Quick reactions meant that a dismasting was avoided and makeshift cables were rigged to give support. But it means that the Irish-backed entry, racing to its joint home port in the Olympic sailing city of Qingdao, will be severely hampered.
There are 1,500 miles to go and British skipper Ian Walker said: "This is a bitter disappointment. I have no idea why it should break now. The important thing is that nobody was hurt. We will keep sailing as fast as we can without jeopardising the rig."
All of the boats move into more rugged territory this weekend as the fleet of seven negotiates first the obstacle which is Taiwan and then braces itself for the upwind battle with vicious seas and freezing gales.

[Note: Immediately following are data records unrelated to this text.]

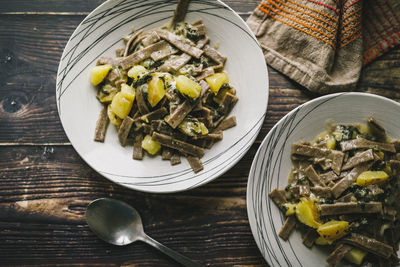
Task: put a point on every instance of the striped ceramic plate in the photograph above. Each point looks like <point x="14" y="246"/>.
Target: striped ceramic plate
<point x="272" y="164"/>
<point x="100" y="35"/>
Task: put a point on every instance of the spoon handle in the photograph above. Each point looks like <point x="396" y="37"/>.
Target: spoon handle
<point x="169" y="252"/>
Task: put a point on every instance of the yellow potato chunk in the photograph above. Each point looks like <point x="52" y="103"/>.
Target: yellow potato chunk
<point x="151" y="146"/>
<point x="121" y="106"/>
<point x="290" y="208"/>
<point x="135" y="71"/>
<point x="216" y="80"/>
<point x="371" y="177"/>
<point x="187" y="86"/>
<point x="98" y="73"/>
<point x="113" y="117"/>
<point x="128" y="92"/>
<point x="155" y="91"/>
<point x="355" y="256"/>
<point x="321" y="241"/>
<point x="333" y="230"/>
<point x="307" y="213"/>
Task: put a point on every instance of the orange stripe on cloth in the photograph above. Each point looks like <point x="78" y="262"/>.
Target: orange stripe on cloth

Click below to listen to Stuart Alexander talk to Ian Walker
The early half out of Singapore has been in relatively flat seas and warm temperatures, but the remaining miles could see yet another shuffle which has so far dumped the two Ericsson boats, into fifth and seventh places.
Both chose a more easterly route up and through the jagged reefs and rocks of the Spratley Islands on their way to the turning mark of the South Rock Light as current leader Kenny Read played the middle of the course and prospered in the American entry Puma.

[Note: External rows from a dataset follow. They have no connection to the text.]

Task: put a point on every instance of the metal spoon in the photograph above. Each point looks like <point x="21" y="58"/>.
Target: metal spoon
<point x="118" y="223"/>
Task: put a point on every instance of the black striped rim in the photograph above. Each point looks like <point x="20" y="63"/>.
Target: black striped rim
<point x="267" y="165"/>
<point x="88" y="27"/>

He was chased by the Spanish pair, Telefonica Blue and Black, while Walker's Green Dragon had been hanging on to fourth place, but he will now be severely hampered.

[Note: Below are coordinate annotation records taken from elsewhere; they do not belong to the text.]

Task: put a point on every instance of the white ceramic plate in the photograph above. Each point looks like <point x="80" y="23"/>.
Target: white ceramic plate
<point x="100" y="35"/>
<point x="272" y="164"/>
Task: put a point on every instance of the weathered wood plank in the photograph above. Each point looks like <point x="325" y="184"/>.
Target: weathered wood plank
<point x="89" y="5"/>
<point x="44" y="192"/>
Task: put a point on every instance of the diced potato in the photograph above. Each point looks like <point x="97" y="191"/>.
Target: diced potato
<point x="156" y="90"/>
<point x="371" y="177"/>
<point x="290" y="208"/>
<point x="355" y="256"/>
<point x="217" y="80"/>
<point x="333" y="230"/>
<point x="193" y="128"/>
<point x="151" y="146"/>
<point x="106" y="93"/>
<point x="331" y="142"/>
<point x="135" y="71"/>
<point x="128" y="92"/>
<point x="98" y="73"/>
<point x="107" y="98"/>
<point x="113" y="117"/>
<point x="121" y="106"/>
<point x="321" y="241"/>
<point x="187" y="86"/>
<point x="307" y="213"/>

Meanwhile, with less than 3,000 miles to the finish in Les Sables d'Olonne, Michel Desjoyeaux has shrugged off an undisclosed threat caused by earlier damage to his yacht, Foncia, and is charging towards his second win in the Vendée Globe solo round the world race.
He is comfortably clear of second-placed Roland Jourdain who has struggled to shake free of the Doldrums. In third place, Armel le Cléac'h should be comfortable, but fourth-placed Marc Guillemot has declared an intention to take his podium place away, even though he is 800 miles further behind.
Le Cléac'h has 11 hours in hand because of redress, but Guillemot has 82 for standing by Yann Elies before he was rescued by the Australian Navy having broken a leg.
Sam Davies, also the recipient of 32 hours of redress after being diverted in the Elies rescue, is now fifth (the dismasted Vincent Riou will be joint third whatever happens after rescuing Jean le Cam) and Dee Caffari is only just behind sixth-placed Brian Thompson but is involved in major sail repairs.
She is cutting two 6m x 4m panels out of a spinnaker to use as patches on her distressed mainsail but is well clear of the fourth Briton, Steve White in what is almost a triumphant ninth.